Coronavirus: Everything you need to know about Covid-19 testing
Everything you need to know about Covid-19 testing, who should get tested for coronavirus and how the testing is carried out.
The best way to get out ahead of the coronavirus pandemic is to test widely. Some countries have been quick to respond to the threat and others have lagged. South Korea, for example, set up wide scale testing as soon as the first case was confirmed and they have some of the lowest numbers in the world of confirmed cases and deaths. The US, on the other hand, have struggled to set up testing. “Testing is the biggest problem that we’re facing,” Peter Slavin, president of Massachusetts General Hospital said recently.
We have been overwhelmed with statistics since the outbreak but one particular statistic from Harvard's article on testing paints a vivid picture. South Korean have tested 4,000 people per one million people. The USA have tested five people per one million people.
Coronavirus testing: what you need to know
According to UCDavis, testing is not necessary for many cases. There came a stage of the pandemic when contact tracing, another aspect of pandemic prevention South Korea did relentlessly, is no longer necessary. So many people have it now that trying to trace people who have been in contact with someone who might have it is futile.
This is part of the reason, of course, why statistics have been both misleading and outright wrong from many countries. Many of us might know someone who has been diagnosed over the phone or who had it without suffering from many of the worst symptoms. In Spain, for example, when younger people who thought they have contracted the virus, called the emergency services, they were told that they might have it. They were informed to stay at home, self-isolate and not to come into the hospital until symptoms worsened.
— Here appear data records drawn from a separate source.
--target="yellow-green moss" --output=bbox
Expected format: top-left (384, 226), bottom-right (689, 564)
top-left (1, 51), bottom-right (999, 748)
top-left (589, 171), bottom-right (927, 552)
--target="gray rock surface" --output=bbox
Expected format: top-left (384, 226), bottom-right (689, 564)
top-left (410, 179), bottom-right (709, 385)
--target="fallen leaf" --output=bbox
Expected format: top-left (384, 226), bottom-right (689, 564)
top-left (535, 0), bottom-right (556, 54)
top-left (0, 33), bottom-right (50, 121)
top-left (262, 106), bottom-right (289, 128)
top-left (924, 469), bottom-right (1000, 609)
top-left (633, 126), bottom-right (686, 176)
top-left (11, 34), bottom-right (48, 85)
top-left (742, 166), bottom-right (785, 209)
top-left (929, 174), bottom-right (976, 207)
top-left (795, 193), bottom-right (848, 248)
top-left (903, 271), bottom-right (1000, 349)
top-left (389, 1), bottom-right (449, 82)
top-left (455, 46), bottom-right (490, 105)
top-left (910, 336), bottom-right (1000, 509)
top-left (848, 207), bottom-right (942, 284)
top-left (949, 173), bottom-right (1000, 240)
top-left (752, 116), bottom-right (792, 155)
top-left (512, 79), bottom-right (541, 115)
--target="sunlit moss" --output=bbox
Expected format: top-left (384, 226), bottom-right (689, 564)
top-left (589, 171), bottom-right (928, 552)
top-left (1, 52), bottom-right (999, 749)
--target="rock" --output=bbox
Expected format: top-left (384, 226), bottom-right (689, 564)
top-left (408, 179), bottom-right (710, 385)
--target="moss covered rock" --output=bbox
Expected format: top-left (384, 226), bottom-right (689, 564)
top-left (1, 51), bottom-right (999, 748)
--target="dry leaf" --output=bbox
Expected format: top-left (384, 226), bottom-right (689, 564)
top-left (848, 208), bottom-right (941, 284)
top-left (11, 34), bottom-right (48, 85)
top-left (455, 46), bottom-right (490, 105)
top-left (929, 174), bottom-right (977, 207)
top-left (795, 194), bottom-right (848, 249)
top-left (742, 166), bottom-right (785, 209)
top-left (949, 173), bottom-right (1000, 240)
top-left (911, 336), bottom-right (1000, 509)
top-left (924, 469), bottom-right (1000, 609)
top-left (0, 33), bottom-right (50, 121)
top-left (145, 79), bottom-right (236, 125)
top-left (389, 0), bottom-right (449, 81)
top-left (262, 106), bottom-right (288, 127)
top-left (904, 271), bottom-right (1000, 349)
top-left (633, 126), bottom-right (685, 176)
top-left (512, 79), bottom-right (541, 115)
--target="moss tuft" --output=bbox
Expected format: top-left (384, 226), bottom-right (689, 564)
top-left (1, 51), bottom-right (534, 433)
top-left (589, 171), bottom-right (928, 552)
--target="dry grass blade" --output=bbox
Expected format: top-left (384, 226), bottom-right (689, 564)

Coronavirus testing: how testing is done
The video below from the New England Journal of Medicine shows how a test is carried out.
In South Korea, they had the capability to return results within hours so people didn't have to sit and wait for days in a self-isolation unit at a hospital or go back out into public life not knowing if they had it or now. The former issue leads to clustering and has led to many tragedies in nursing homes and hospitals.
There has been issues in the US with flawed test results also and Spain bought a shipment of testing kits from China that had just a 30% success rate.